CIMA also serves as a reference for the international immunology and genomics communities. By anchoring genetic effects in specific cell types and regulatory elements, and by providing open data and interactive tools through the CIMA Portal, the atlas helps researchers refine the biological interpretation of GWAS signals, compare immune regulatory architecture across ancestries, and explore how age and sex interact with genetic regulation in blood.


As noted by Tao Cheng, Academician of the Chinese Academy of Engineering and Director of the Institute of Hematology at the Chinese Academy of Medical Sciences, and Guang Ning, Academician of the Chinese Academy of Engineering at Ruijin Hospital affiliated with Shanghai Jiao Tong University School of Medicine, CIMA's cell type-specific regulatory networks provide crucial insights for immune-metabolic interactions in diseases such as atherosclerosis and type 2 diabetes, and integration with other Chinese population cohorts will advance precision medicine for complex diseases.

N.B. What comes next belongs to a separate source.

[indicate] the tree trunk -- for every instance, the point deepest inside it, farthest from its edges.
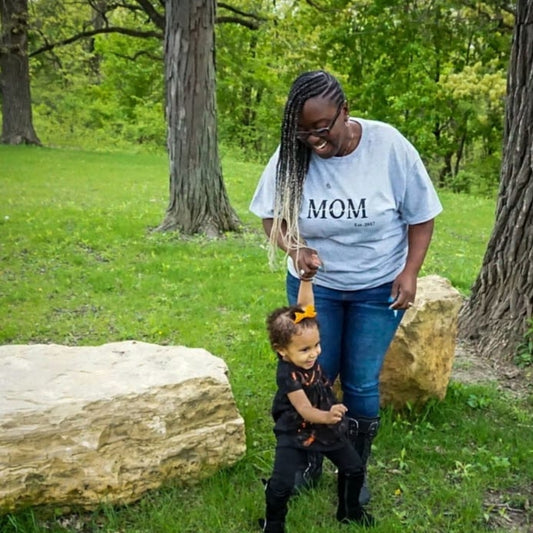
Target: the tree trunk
(496, 315)
(17, 123)
(198, 200)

Building on this foundation, the larger-scale Phase II CIMA initiative has officially launched. Its research scope will expand from healthy populations to major disease cohorts, including autoimmune diseases, cardiovascular diseases, and infectious diseases. By leveraging advanced technologies such as Stereo-cell and protein multiplex detection, the initiative aims to systematically unravel the immunological mechanisms underlying disease onset and progression, identify new diagnostic and therapeutic targets, and provide high-quality data resources for constructing more precise "virtual cell" models, enabling digital prediction of disease simulation and intervention strategies.


All participants provided written informed consent, and candidates with active disease and pregnant women were excluded. Ethics approval for this study is obtained.